Re: Dependency Parser model data

2015-03-24 Thread Ephi
Thanks!

* 1 **
Regarding the documentation - the documentation for cTAKES 3.2 [1] links to
the Dependency Parser documentation for 3.0 [2], it doesn't seem to have an
updated documentation for this component.

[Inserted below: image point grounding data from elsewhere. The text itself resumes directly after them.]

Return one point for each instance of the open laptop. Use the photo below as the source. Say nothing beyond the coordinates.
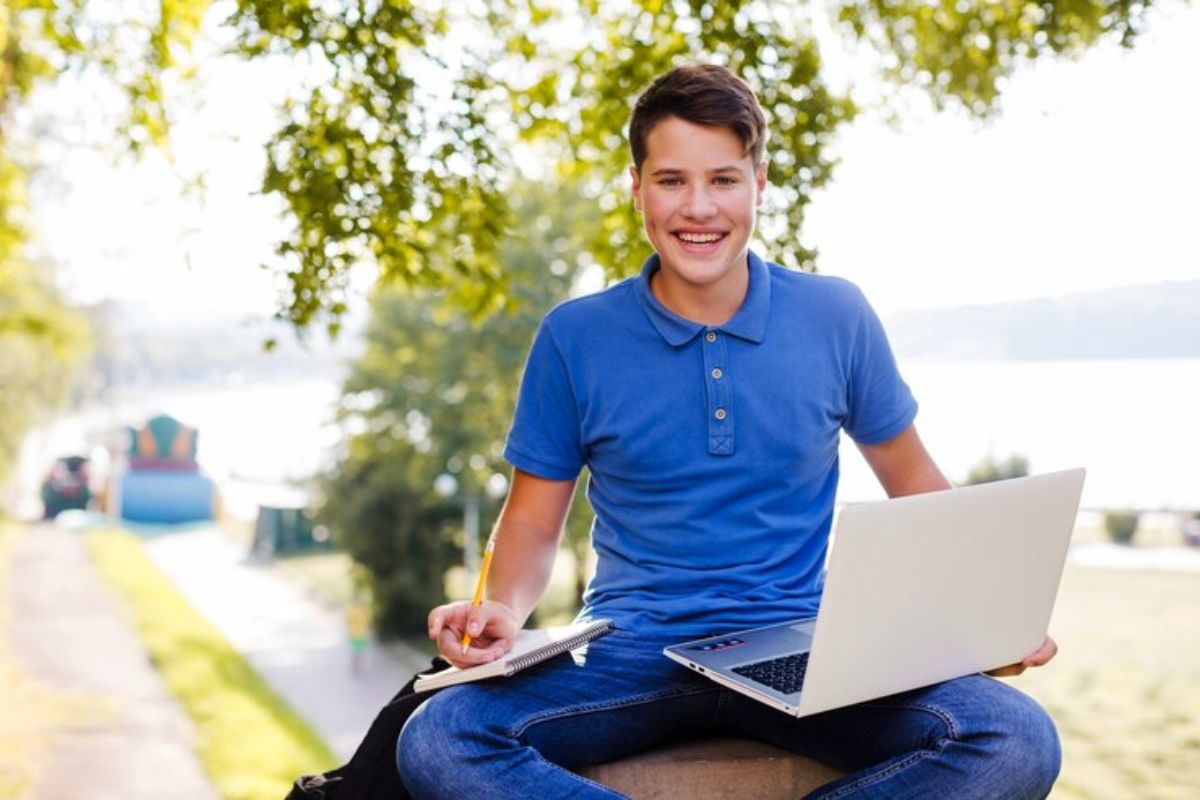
(918, 590)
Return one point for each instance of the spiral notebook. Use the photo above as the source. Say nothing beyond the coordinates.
(532, 648)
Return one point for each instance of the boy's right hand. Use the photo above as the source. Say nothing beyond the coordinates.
(492, 625)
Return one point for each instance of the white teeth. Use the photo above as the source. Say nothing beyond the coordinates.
(699, 239)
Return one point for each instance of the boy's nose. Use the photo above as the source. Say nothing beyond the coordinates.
(699, 204)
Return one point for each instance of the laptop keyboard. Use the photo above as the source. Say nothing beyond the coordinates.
(785, 674)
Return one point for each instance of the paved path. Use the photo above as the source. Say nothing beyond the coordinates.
(72, 636)
(295, 643)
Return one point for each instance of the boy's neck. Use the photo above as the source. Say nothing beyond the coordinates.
(708, 305)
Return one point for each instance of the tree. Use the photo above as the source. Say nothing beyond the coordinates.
(407, 120)
(994, 469)
(432, 394)
(399, 149)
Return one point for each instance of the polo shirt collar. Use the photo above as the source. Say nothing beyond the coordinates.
(749, 323)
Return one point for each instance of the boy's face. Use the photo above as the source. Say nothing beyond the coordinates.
(697, 192)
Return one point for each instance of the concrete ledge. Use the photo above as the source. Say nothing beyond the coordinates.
(713, 769)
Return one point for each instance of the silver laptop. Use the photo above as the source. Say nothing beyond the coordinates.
(918, 590)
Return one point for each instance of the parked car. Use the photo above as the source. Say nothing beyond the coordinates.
(66, 486)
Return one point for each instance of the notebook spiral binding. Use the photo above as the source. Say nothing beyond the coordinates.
(556, 648)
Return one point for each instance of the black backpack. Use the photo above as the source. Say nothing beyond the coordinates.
(371, 773)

In the page from 3.0 it says simply that clinques.mod is the main
ClearParser model packaged with cTAKES v1.1 and that it is trained on a
corpus of 1600 clinical questions.

* 2 **
Regarding self training of the models - I tried following the documentation
but didn't succeed. The documentation [2] states the following:

1. Download and install the C++ version of liblinear from National Taiwan
University; this requires much less memory than the default Java version.
2.Train a model
To create a model using cTAKES POS tags and lemmas with Eclipse:
1. Create a .min file from .dep (see the section
called "Conversion between formats")
2. Use the UIMA_CPE_GUI---dependency parser launch.
3. Load desc/collection_processing_engine/ClearTrainerPosLemTestCPE.xml
4. Put your filename under "Dependency File"
5. Make sure "Training Mode" is checked
6. Rename the "Dependency Model File" and "Lexicon Directory" according to
what you want.
7. Make sure "Trainer Path" is a valid relative path from
>cTAKES_HOME>/dependency parser to a vaid liblinear binary train file.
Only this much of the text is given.